3. T&Cs You Accepted From Trackers
As one of the foremost vehicle tracking companies in the country, Tracker South Africa was established in 1996. The section of its terms and conditions titled “When the services might be interrupted or delayed”, Trackers said they’ll do their best to maintain the availability of service to you. They, however, identified 5 circumstances that might interrupt or delay their services, and as such, postulated the below terms and conditions:
“If we interrupt or delay the service in any of the above circumstances, we do not have any legal responsibility to you. You accept that:
- We will not be able to locate the vehicle if it is stolen or hijacked
- You are not entitled to any refund of any fees
- You must continue to pay the fees”
Again, Trackers’ clients agreed to pay additional amounts if Trackers do not receive payment on time. As seen in a sub-section of the Trackers’ T&Cs titled “You must pay additional amounts”, their clients accepted to pay:
- “Legal costs on an attorney and own client scale, related to the demand and recovery of the outstanding or overdue amounts;
- Other collection charges or commissions that we incur in recovering any outstanding or overdue amounts. This include bank charges if a debit order is returned unpaid or only partly paid and;
- Any cost associated with reinstating your account if the services were suspended.”

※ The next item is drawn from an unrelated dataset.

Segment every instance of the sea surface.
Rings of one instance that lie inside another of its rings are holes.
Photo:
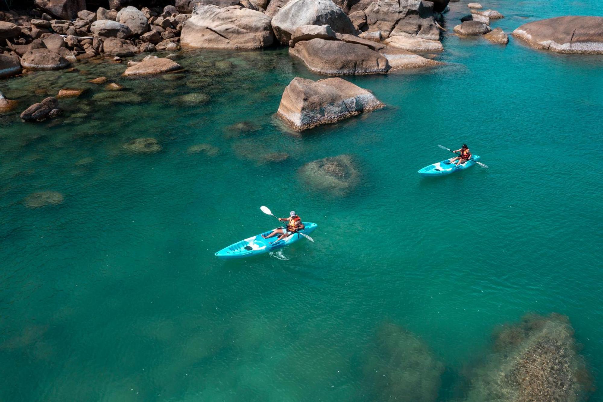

4. OLX’s Terms And Conditions
- Pay OLX ninety-nine dollars ($99) for each message posted in excess of OLX established limits or for each day on which you access OLX in excess of established limits.

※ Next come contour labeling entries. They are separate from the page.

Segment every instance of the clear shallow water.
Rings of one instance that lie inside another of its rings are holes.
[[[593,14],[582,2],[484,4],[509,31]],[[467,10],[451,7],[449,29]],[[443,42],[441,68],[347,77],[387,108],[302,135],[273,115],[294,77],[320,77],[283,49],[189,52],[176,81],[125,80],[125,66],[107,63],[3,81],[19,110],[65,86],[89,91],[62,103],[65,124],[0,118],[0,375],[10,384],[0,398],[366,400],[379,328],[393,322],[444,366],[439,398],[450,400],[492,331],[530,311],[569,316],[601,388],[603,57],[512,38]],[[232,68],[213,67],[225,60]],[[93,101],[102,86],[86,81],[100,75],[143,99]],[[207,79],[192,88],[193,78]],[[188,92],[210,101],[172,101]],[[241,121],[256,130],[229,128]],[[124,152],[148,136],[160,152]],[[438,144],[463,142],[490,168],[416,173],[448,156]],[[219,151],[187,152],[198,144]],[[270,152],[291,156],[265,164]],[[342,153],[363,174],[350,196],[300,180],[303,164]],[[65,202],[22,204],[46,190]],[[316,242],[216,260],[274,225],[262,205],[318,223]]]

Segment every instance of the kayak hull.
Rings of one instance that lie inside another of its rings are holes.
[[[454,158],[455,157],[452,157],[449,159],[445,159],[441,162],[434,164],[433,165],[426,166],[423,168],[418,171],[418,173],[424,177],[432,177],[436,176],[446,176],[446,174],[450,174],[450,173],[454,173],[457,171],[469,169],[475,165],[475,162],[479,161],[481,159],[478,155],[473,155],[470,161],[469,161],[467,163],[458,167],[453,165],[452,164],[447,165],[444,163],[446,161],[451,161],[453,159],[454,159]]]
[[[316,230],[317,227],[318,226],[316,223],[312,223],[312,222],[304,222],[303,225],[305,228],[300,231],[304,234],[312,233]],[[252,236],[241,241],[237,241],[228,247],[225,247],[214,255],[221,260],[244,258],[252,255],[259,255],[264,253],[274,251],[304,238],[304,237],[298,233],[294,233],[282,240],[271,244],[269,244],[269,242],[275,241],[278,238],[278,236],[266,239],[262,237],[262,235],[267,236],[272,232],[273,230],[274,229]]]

- Pay OLX one thousand one hundred dollars ($1,100) for each message that (1) impersonates any person or entity; (2) falsely states or otherwise misrepresents your affiliation with a person or entity; or (3) that includes personal or identifying information about another person without that person’s explicit consent.

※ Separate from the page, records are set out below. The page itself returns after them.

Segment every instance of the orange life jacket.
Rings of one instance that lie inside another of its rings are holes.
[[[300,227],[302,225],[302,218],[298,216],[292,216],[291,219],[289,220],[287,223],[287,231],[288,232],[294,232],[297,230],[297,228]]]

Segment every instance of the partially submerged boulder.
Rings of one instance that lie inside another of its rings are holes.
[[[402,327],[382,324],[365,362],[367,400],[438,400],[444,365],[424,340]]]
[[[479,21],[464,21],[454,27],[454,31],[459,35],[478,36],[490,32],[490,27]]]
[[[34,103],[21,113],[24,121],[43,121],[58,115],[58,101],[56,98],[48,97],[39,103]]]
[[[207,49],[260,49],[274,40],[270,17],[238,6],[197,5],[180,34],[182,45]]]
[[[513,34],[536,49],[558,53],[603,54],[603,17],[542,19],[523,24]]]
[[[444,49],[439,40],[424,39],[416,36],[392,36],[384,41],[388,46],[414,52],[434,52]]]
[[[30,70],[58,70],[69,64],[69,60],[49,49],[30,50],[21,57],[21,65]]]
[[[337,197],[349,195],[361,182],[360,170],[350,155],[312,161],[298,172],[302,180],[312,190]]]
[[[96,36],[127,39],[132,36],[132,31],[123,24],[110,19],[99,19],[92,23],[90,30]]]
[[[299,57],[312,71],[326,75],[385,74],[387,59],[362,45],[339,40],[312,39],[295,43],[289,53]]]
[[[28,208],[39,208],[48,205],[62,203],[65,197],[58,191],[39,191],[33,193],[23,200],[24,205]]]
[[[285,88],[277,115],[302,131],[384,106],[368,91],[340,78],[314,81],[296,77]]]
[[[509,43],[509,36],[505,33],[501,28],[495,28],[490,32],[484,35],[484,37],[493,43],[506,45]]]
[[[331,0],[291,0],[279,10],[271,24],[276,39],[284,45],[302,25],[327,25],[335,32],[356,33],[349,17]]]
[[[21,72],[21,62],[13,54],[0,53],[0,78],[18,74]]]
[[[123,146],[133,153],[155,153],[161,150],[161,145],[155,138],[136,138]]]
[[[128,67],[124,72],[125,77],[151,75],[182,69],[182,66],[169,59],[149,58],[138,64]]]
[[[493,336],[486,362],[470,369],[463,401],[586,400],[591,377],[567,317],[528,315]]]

- Also, If you are a Posting Agent that uses the Service in violation of these Terms… you agreed to pay OLX ninety-nine dollars ($99) for each and every item you post in violation of these Terms. A Posting Agent will also be deemed an agent of the party engaging the Posting Agent to access the Service, and such party (by engaging the Posting Agent in violation of these Terms) agrees to pay OLX an additional ninety-nine dollars ($99) for each item posted by the Posting Agent on behalf of such party in violation of these Terms.
- If you use OLX e-mail addresses or computer systems to send unsolicited e-mail advertisements to OLX e-mail addresses or any other party, you agreed to pay OLX thirty dollars ($30) for each such e-mail.
- If you post messages in violation of these Terms, … you agreed to pay OLX ninety-nine dollars ($99) for each such message…
- If you aggregate, copy, display, mirror, reproduce, or otherwise exploit for any purpose any Content (except for your own Content) in violation of these Terms without OLX’s express written permission, you agreed to pay OLX ten thousand dollars ($10,000) for each day on which you engage in such conduct.
5. The Right You Gave Vodacom
Voice over Internet Protocol (VoIP), is a technology that allows you to make voice calls using a broadband Internet connection instead of a regular phone line. While some VoIP services only work over your computer or a special VoIP phone, other services allow you to use a traditional phone connected to a VoIP adapter. As it poses a significant risk to mobile operators, higher rates are usually charged for VoIP. Vodacom reportedly filed a rate of R10 per megabyte. However, they presented the below terms:
“Vodacom reserves the right to charge a differentiated data usage rate for any voice over the Internet Protocol (VoIP) traffic on any of its data bearers as amended from time to time.”